第二部 い紅い朱い彼女

四章 ディキリアの棘

05

「メアリ」
 名前を呼ぶ。いや、呼んだわけではないのだけれど、彼女はくるりと振り返って私を見た。穏やかな瞳と合致する。一瞬、その目に動揺が生れた気がした。何事もなかったかのように彼女は小首をかしげて尋ねる。
 まだ、早いのでしょうね。
「いかがいたしましたか、陛下?」
 無垢な瞳。何も知らないように、とそう生きてきたはずのその瞳。彼女は私の血を知っている。私が流した血や、私以外の者が流した血の意味を理解してそれでもなお、何も知らない瞳で純真なそれで何の衒いもなく見つめるのだ。
 メアリエル・リザフォード。
 中流貴族リザフォード家の次女として生を受け、王城に上がると同時に二つ目の名前を失い、皇女に仕えることが決まる。それは中流貴族であり同時に外来貴族でもあるリザフォード家ではありえないほどの大抜擢であり、一時は彼女も相当非難されたようだった。まだ何も知らない幼い頃、彼女が実際に暴力を振るわれていたところを覚えている。
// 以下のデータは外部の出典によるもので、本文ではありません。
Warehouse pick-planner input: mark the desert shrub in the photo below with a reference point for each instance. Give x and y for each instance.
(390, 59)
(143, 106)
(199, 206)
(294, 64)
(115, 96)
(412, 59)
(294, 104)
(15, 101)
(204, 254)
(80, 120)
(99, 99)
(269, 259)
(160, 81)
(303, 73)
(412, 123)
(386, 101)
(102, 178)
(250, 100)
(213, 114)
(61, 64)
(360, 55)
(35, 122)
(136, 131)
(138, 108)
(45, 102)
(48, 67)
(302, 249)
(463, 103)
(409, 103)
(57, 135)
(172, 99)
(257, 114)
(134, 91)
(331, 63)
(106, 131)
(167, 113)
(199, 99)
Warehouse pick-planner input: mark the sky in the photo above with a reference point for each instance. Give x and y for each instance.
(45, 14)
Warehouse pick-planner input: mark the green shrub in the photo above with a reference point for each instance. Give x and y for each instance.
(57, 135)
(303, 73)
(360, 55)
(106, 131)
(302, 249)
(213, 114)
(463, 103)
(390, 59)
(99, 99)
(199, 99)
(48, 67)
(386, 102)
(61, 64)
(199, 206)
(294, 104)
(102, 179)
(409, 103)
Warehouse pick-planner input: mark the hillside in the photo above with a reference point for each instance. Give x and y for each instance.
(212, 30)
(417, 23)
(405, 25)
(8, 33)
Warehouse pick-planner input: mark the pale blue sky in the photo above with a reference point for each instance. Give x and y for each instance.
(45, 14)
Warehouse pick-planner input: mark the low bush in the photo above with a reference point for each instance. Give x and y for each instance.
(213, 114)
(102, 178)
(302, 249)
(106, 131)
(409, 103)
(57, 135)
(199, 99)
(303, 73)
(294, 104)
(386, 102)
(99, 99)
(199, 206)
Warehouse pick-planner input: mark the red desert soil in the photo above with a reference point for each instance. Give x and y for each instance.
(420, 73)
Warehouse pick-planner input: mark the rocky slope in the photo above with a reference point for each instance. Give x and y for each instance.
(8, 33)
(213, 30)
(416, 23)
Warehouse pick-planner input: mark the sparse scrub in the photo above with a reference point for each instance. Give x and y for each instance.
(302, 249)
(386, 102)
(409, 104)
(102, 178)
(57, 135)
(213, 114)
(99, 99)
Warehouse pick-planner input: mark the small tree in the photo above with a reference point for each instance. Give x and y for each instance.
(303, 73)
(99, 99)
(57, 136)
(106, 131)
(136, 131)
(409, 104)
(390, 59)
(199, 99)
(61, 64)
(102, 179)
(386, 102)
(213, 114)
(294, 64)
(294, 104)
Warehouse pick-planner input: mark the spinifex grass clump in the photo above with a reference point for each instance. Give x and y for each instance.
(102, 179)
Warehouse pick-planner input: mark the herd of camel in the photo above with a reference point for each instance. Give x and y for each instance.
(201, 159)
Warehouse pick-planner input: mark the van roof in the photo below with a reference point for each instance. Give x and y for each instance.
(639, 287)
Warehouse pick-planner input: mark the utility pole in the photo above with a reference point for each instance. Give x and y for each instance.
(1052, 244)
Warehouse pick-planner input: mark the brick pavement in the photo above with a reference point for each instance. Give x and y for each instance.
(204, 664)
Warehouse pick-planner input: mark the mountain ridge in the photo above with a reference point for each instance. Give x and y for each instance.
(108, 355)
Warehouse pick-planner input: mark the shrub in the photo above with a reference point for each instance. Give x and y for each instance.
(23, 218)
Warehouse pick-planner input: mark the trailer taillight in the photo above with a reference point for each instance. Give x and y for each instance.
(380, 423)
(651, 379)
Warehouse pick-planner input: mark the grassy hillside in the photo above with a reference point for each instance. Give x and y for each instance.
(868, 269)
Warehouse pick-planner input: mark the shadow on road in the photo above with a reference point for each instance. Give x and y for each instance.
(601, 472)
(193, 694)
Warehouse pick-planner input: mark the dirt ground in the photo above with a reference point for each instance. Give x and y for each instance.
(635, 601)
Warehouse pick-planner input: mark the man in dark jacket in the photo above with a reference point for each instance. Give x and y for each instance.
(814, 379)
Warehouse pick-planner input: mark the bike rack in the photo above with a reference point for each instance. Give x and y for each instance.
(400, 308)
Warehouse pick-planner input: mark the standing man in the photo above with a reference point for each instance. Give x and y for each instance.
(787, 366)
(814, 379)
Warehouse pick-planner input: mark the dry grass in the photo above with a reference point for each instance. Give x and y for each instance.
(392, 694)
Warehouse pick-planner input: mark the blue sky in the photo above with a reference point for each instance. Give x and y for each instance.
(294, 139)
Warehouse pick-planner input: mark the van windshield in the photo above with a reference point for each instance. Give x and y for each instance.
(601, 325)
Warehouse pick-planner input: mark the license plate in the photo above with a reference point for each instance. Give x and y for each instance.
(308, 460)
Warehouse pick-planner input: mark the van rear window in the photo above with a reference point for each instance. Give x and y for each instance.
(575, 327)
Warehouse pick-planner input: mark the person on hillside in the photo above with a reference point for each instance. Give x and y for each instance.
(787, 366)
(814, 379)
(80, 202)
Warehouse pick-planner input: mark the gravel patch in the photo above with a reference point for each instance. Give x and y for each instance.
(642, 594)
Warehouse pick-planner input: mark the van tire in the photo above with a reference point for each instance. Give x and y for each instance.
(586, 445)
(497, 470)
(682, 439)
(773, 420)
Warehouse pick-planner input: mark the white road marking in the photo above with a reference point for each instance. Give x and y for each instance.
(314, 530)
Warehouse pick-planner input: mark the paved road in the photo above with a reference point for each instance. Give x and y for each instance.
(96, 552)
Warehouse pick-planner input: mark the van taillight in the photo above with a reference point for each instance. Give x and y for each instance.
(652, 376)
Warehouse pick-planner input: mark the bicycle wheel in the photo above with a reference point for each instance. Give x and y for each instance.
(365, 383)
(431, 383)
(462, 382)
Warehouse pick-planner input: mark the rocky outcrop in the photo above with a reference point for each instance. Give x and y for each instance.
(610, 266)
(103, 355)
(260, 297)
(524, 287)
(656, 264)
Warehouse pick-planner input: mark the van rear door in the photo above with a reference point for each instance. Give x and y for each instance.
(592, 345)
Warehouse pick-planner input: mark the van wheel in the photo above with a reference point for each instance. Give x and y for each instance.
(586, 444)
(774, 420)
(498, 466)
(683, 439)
それが許せなくて切り捨てたことも。
「たかが成り上がりの中流貴族の娘なのに、何故あなたみたいな小娘が王城に上がることができたのかしらねえ」
「私の娘のほうが何倍も美しく優しい賢い子でしたのに……」
「あら私の娘のほうがまだまだ役に立てましたことよ。こんな赤い髪の小娘なんて物珍しいだけじゃないの」
「きっとほら、ご夫人が取り入ったのよ、あのシャルロット姫に」
「まあ、なんて狡賢いのでしょうねえ。姫様もこんなわけの分からない娘なんて必要ないでしょうに」
 そう上から降ってくる言葉に彼女は答えることはなく、腕に大きな箱を捧げ持ったまま目を伏せていた。この苦行が終わるまで黙って耐えることに慣れている様子だった。
 耐えさせていた、のだ。
「あら、ねえメアリエル。その腕に持っているものはなあに? 私たちに見せてちょうだいな」
 びく、とその小さな肩が跳ね上がる。同じように私の心臓も跳ね上がった気がした。女たちのその声。悪意に満ちた恐ろしい声だ。そっと彼女たちの顔を柱から窺うと、白く塗りたてられた顔に醜悪な笑みが浮かんでいた。こんな顔を向けられていたのだ。
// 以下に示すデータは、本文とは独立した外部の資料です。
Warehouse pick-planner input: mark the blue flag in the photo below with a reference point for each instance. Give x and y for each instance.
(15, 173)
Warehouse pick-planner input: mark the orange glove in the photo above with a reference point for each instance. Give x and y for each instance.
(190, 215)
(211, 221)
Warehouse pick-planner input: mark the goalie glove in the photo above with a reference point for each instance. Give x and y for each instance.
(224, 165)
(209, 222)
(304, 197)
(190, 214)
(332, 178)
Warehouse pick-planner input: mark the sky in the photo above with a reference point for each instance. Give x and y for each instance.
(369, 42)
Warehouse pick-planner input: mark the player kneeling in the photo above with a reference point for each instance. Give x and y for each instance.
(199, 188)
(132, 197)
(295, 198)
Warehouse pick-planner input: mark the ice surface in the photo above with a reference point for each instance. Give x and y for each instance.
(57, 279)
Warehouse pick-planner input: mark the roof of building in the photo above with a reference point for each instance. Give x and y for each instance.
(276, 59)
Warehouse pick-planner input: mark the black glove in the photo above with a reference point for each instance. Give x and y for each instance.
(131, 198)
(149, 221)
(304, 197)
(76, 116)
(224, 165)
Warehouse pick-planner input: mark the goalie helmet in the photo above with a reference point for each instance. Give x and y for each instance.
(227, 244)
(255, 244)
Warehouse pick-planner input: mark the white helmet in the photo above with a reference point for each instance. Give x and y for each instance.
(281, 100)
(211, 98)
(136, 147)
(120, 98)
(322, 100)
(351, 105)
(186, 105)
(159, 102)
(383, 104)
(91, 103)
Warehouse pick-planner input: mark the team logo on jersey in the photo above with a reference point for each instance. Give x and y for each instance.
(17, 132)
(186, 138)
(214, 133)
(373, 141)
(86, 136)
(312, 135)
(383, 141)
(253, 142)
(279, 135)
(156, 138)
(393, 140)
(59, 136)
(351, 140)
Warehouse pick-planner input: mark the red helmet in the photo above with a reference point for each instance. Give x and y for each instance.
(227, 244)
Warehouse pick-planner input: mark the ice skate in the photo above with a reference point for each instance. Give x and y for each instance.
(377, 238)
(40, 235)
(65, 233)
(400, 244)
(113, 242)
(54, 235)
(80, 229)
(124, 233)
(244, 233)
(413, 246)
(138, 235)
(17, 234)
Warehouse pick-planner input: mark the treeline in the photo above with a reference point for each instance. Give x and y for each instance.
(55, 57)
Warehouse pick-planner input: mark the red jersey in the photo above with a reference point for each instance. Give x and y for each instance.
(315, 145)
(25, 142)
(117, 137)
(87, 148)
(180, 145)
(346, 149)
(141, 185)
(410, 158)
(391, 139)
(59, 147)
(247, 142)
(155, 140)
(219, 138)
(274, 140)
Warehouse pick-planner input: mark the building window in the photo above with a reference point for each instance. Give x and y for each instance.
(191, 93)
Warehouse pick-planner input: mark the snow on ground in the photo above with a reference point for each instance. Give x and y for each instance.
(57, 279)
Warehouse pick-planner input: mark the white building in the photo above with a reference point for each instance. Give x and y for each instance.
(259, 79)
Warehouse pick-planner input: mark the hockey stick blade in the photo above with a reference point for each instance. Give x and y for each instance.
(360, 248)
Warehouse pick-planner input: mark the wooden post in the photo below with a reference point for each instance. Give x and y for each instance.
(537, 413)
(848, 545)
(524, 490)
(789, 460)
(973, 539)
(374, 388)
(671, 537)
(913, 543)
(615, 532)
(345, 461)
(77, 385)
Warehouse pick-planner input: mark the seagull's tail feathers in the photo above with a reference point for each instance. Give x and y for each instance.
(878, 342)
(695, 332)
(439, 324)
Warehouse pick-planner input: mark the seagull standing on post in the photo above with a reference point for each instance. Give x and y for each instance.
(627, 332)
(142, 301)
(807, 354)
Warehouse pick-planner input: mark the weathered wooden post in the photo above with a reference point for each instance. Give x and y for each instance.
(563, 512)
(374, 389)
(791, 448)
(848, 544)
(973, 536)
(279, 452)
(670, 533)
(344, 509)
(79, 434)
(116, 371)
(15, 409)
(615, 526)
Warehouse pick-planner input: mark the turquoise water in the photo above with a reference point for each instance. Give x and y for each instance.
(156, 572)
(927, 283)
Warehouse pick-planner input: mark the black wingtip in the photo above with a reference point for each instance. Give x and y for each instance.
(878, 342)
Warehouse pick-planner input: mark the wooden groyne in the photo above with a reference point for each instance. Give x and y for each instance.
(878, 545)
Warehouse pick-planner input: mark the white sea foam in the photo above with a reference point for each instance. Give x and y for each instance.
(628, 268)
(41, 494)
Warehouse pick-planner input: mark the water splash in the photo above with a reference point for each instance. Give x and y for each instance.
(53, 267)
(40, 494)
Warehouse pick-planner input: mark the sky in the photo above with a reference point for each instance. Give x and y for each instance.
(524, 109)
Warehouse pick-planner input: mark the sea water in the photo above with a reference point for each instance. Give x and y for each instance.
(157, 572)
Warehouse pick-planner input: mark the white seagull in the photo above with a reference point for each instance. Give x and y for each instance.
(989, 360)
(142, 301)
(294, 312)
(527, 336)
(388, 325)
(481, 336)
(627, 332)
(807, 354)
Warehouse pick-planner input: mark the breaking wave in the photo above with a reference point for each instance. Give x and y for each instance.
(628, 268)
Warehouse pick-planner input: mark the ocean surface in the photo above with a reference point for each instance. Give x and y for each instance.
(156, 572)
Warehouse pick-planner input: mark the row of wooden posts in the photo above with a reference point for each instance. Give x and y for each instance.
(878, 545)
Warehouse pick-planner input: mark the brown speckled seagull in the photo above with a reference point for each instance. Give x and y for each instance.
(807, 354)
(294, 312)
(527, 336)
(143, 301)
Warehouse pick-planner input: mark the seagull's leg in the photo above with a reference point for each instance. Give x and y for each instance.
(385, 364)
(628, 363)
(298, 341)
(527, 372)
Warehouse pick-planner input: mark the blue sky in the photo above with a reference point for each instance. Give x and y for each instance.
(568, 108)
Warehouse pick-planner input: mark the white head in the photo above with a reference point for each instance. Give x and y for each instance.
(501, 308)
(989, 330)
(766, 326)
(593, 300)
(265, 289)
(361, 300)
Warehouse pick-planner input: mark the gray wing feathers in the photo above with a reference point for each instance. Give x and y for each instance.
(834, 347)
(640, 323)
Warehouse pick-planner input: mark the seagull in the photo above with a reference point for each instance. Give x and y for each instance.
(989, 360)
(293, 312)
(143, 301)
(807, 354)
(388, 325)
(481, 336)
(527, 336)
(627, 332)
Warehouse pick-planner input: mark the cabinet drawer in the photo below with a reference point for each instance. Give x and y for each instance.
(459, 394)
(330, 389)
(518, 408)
「申し訳ございません奥様。こちらは姫様のためのお召し物でございます。ご容赦願えますか」
 怯えわずかに震えた声だった。けれど言葉遣いは確かに皇女付きの侍女としては相応しく、それが余計女たちには気に食わなかったようで一瞬その場に冷たい空気が流れる。次の瞬間彼女たちの眦が吊りあがった。
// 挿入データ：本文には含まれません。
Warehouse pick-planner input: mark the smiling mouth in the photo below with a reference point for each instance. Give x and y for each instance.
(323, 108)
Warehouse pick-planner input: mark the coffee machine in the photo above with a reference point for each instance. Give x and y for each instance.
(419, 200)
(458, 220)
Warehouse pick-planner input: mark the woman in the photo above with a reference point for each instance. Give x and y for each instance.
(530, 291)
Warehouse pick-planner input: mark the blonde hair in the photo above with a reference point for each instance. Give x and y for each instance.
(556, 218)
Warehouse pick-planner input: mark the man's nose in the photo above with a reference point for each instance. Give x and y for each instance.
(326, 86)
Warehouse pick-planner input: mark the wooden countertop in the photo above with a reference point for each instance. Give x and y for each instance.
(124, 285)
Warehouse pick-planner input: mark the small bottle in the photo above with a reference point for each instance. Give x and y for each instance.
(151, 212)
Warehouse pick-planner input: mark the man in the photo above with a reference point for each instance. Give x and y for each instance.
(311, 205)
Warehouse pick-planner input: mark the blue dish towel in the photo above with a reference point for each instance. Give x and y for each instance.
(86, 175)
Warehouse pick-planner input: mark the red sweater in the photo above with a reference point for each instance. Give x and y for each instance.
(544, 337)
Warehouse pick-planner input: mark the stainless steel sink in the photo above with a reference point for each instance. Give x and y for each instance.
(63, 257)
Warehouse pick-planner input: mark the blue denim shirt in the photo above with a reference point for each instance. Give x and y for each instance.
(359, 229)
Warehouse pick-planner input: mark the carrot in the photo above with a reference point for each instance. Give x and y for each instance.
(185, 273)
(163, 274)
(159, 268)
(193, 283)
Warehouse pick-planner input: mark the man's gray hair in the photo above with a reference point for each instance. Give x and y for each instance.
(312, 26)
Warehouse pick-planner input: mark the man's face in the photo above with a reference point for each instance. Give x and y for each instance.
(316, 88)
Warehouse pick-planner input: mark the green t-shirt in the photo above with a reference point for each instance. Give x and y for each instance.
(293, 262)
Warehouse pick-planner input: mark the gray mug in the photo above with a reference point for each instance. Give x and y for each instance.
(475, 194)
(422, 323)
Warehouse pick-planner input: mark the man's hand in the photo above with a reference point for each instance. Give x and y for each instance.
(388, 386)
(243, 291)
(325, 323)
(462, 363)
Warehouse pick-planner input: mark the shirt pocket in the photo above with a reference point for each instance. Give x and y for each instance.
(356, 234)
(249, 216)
「中流貴族の娘が私にご容赦願えますか、ですって? あなたごときの願いごとなんて、私たちには関係がないのですよ」
「ほら、その手を放しなさい。いつまでも薄汚い手で姫様のお召し物を掴んでらっしゃらないで、汚らわしい」
「早く寄越しなさいな。私が持っていって差し上げましょうねえ」
 ねっとりとした甘い毒蛇のような声。それでもメアリは必死に奪われようとする箱を掴んでいた。不意にその彼女の赤髪がはねて少女は倒れこむ。メアリをその扇で殴った女はあらまあ、と眉をしかめて嘲笑った。
「やあねえ座り込んじゃって。汚らしいわ。早くどこかにいっておしまいなさい」
「お返しください。それは姫様のものです」
「まだ言うのかしら。汚い子」
 言いながら女はもう一度扇を振り上げて、私はやっと声を上げる。
「どういうことか、お伺いしてもよろしいでしょうか。ローシェス侯爵夫人」
 あまり、よく覚えていないけれど、確かウィルはその場にいなかったように思う。だから私が言葉を発するのに臆していたのだと今はそう思える。
「こ、これはこれはシャルロット様。ご機嫌いかがでございましょう」
「そんなことはどうでもよい。ローシェス侯爵夫人、アストル子爵夫人、フィルエル侯爵夫人。私の侍女に何か問題でもございますか?」
 そういって私はメアリの腕を掴んで彼女を立ち上がらせた。何が悔しいのか分からなかったが、私はそのときただ悔しかったのだろう。彼女を馬鹿にされたこと、如いては私を馬鹿にされたこと。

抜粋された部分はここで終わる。